Jesus the son of Mary said: O Allah, our Lord! Send down for us a table spread with food from heaven, that it may be a feast (Eid) for us, for the first of us and for the last of us, and a sign from You. Give us sustenance, for You are the Best of Sustainers. The Qur’an 5:114

God then accepts Jesus’s prayer, but with a warning.

Allah said: Surely I will send it down to you, but whoever shall disbelieve afterwards from among you, surely I will chastise him with a chastisement with which I will not chastise, anyone among the nations. The Qur’an 5:115

Like the Qur’anic tradition, this conversation does not have a historic context. It does not say as to when this dialogue took place.

One commentator of the Qur’an asserts that this request followed a period of 30 days of fast and the feast (Eid) mentioned in verse 114 is in parallel with Eid al Fitr that follows the 30 days fasting during Ramadan for Muslims. However, this account is not parallel to the accounts in the Gospel.

Others draw references to the multiplication of the loaves of bread and fish that fed 5000 villagers, as told in Matthew 14:13-21(and Mark 6:32-44).

As soon as Jesus heard the news, he left in a boat to a remote area to be alone. But the crowds heard where he was headed and followed on foot from many towns. Jesus saw the huge crowd as he stepped from the boat, and he had compassion on them and healed their sick. That evening the disciples came to him and said, “This is a remote place, and it’s already getting late. Send the crowds away so they can go to the villages and buy food for themselves.” But Jesus said, “That isn’t necessary—you feed them.” “But we have only five loaves of bread and two fish!” they answered. “Bring them here,” he said. Then he told the people to sit down on the grass. Jesus took the five loaves and two fish, looked up toward heaven, and blessed them. Then, breaking the loaves into pieces, he gave the bread to the disciples, who distributed it to the people. They all ate as much as they wanted, and afterward, the disciples picked up twelve baskets of leftovers. About 5,000 men were fed that day, in addition to all the women and children!

This resonates well with the Qur’anic accounts (v 114) of Jesus asking to provide the heavenly food, sufficient for the first of us and for the last of us.

Others have drawn parallel to the last supper Jesus shared with his disciples during the Easter week leading to the crucifixion, and the heavenly food of the Eucharist that is derived from it. To be clear, the term “Last Supper” or “Eucharist” do not appear in the Gospel but are widely used Christian references to the last meal of Jesus and his disciples, mentioned in the three synoptic Gospels of Matthew, Mark (chapter14) and Luke (chapter 22).

As they were eating, Jesus took some bread and blessed it. Then he broke it in pieces and gave it to the disciples, saying, “Take this and eat it, for this is my body.” And he took a cup of wine and gave thanks to God for it.
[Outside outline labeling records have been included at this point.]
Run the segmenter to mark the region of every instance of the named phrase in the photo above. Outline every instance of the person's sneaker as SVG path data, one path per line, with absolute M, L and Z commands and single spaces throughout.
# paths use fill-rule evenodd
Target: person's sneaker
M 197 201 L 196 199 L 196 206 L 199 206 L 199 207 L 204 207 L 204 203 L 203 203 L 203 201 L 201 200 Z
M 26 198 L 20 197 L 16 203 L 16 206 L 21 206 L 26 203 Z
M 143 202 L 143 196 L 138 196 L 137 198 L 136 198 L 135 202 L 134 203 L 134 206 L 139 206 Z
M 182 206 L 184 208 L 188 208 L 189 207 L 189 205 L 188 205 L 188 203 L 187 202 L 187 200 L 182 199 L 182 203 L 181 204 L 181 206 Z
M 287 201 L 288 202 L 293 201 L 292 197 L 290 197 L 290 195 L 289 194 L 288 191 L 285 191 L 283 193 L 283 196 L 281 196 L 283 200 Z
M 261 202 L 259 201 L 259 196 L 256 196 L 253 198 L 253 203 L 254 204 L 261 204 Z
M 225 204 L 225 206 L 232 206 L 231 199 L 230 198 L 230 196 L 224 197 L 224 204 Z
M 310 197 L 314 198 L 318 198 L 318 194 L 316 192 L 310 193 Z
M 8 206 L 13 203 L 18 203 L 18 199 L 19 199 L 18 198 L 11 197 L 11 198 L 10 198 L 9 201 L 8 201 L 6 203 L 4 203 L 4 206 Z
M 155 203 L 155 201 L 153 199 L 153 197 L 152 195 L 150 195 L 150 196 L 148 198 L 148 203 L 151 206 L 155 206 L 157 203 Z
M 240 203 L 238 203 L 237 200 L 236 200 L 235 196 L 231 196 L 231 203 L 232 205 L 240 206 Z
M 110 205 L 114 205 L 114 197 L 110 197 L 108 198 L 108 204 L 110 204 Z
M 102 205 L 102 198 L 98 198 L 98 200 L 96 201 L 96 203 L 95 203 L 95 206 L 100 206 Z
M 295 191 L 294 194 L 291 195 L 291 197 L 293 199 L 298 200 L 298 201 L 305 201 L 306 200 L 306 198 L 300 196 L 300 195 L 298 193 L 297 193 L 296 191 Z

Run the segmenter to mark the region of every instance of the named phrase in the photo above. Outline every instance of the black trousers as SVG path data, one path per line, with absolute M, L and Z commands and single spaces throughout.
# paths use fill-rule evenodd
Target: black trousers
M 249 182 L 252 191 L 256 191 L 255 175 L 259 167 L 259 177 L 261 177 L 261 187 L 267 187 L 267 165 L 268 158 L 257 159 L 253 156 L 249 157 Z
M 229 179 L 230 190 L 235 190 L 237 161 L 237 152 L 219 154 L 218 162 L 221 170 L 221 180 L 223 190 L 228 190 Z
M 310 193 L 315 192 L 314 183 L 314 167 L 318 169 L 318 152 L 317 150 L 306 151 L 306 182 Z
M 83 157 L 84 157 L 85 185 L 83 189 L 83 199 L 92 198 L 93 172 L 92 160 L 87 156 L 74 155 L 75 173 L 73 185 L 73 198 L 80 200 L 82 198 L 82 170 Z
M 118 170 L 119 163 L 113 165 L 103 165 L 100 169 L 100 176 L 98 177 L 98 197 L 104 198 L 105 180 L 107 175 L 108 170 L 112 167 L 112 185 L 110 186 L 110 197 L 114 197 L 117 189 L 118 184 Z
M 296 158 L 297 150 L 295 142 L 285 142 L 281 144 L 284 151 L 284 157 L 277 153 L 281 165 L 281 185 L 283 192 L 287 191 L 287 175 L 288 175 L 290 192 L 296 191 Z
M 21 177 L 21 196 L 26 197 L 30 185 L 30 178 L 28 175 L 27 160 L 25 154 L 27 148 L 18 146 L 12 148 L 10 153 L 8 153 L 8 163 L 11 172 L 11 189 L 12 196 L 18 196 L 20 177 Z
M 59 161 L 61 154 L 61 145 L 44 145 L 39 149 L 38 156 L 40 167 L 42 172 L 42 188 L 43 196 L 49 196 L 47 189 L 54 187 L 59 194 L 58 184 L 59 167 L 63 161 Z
He gave it to them and said, “Each of you drink from it, for this is my blood, which confirms the covenant[d] between God and his people. It is poured out as a sacrifice to forgive the sins of many. Mark my words—I will not drink wine again until the day I drink it new with you in my Father’s Kingdom.” Matthew 26:26-29

The heavenly food is not specifically mentioned in the Gospel’s accounts of the last supper. But the Qur’anic account of Send down for us a table spread with food from heaven, that it may be a feast (Eid) for us may relate well with the Gospel’s account and the tradition among many Christian denominations of the Eucharist. The followers of Jesus observe this as a sacred feast during the Holy Communion. The Qur’an does not mention what type of food was descended, though fish and bread are often described by many commentators. None of them have included alcohol, which is forbidden in Islam.

Whether the accounts of the Table Spread and the disciples mentioned in chapter 5 in the Qur’an relate to the multiplication of the loaves of bread and fish, or the Last Supper and the Eucharist, or represent a stand-alone account of Jesus and his disciples’ request for the heavenly food, I remain very intrigued. To learn that the disciples of Isa, as Jesus is known in the Qur’an, asked him to request for heavenly food, and got it, is in itself a remarkable story. Not only that but the entire surah (chapter) is named after that is perhaps even more remarkable.